In the First Balkan War, the coalition of Bulgaria, Serbia, Greece and Montenegro defeated the Ottoman Empire. The Turks lost nearly all their European possessions, save for a small territory around the Sea of Marmara by the Treaty of London. The Ottomans however were able to recover Eastern Thrace during the Second Balkan War. Although peace talks between Bulgaria and her other neighbours were held in Bucharest, the Ottoman Empire was not represented there and conducted separate negotiations which led to the Treaty of Constantinople.

== The treaty ==
The terms of the treaty were:

1. Bulgaria acknowledged Ottoman gains of Adrianople (modern Edirne), Kırklareli and Didymoteicho and the surrounding territory.
2. The Ottoman Empire ceded the port of Dedeagach (modern Alexandroupoli) to Bulgaria.
3. The exchange of lands was to be completed within 10 days.
4. The armies on the border would be demobilized within three weeks.
5. Prisoners of war from both sides would be released.
6. Both political and economic ties between the two countries would be reestablished.

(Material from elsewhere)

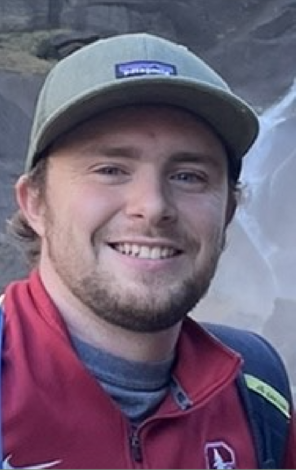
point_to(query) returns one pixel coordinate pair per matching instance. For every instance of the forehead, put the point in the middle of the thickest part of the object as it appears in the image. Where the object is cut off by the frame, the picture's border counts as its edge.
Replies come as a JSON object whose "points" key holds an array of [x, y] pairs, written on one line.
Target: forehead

The treaty largely defines the modern-day borders between Eastern Thrace (European Turkey), Bulgaria and Greece.

== Aftermath ==
The Ottoman Empire and Bulgaria were allies in the Central Powers in the First World War. Before the Bulgarian entry into the war, the Ottoman government decided to cede Didymoteicho to Bulgaria (to persuade it to join the war on the Central Powers side) by way of the Bulgarian–Ottoman convention (1915). However, the Central Powers were defeated in 1918 and Bulgaria lost both Western Thrace and Didymoteicho to Greece.

Under the terms of the abortive Treaty of Sèvres, Turkey was to cede almost all of Eastern Thrace to Greece, but the proposed territorial changes were negated by Turkey's victory over Greece during the Greco-Turkish War of the Turkish War of Independence and the subsequent Treaty of Lausanne, which reaffirmed the borders established by the Treaty of Constantinople and the Bulgarian-Ottoman convention.